The offense drove the ball inside the Dartmouth 10-yard line on each of its first two drives, going 71 yards on 14 plays the first series and 51 yards on 16 plays on the second one. However, Cornell was unable to find the end zone on both drives and had to settle for field goals by freshman Nickolas Null.
Archer devised a game plan using a spread offense that attached the Dartmouth defense with short passes. During the 30 plays in the two scoring drives, only six were on the ground. Eleven of the 12 completions by quarterback Dalton Banks went for less than 10 yards.
Still, the fact that the offense could not convert either of the first two scoring drives into touchdowns came back to hurt Cornell in the end.
“We had two awesome drives right out the gate, but there are a few little things we wish we could have back,” sophomore quarterback Dalton Banks said to the Cornell Sun. “It was tough to see that happen twice but we were still getting points on the board. We have to keep driving the ball and moving the ball, and the touchdowns will come.”
The ground game played a major role in the final outcome. Cornell was able to gain only 50 yards rushing in 21 attempts.
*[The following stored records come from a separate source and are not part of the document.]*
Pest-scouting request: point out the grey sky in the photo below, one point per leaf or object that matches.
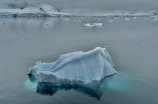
(98, 4)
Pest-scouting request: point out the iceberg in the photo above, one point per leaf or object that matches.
(75, 68)
(20, 8)
(88, 25)
(94, 25)
(98, 24)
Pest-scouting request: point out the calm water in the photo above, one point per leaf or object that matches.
(132, 45)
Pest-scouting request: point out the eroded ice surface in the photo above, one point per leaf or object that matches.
(76, 67)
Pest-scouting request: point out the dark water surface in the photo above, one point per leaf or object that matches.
(132, 45)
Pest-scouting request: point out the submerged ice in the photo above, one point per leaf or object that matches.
(75, 68)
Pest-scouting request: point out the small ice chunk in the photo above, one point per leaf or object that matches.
(82, 18)
(98, 24)
(75, 67)
(116, 17)
(65, 19)
(2, 23)
(134, 17)
(110, 21)
(88, 25)
(127, 18)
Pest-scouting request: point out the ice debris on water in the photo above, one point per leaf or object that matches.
(88, 25)
(110, 21)
(75, 68)
(127, 18)
(65, 19)
(94, 24)
(2, 23)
Meanwhile, Dartmouth’s rushing attack got stronger as the game moved along. The Big Green rushed for 179 yards in 42 carries and was able to possess the ball for the final 5:56 by keeping the ball on the ground for 11 of 12 plays, including three runs that resulted in first downs to move the chains. The Big Red never got chance to attempt the game-winning drive it had hoped for after it was forced to punt the ball away following Dartmouth’s go-ahead touchdown.
While Cornell didn’t achieve its goal of bouncing back with a victory, Coach Archer still saw his team display the kind of effort that can lead to a strong end to the 2016 campaign.
“I’m really proud of the kids. I’m so disappointed today, but I know these guys,” Archer told the Sun. “They’re going to come out. We’re going to keep reminding them of that because they’re good players, unbelievable kids and we’re going to keep going.”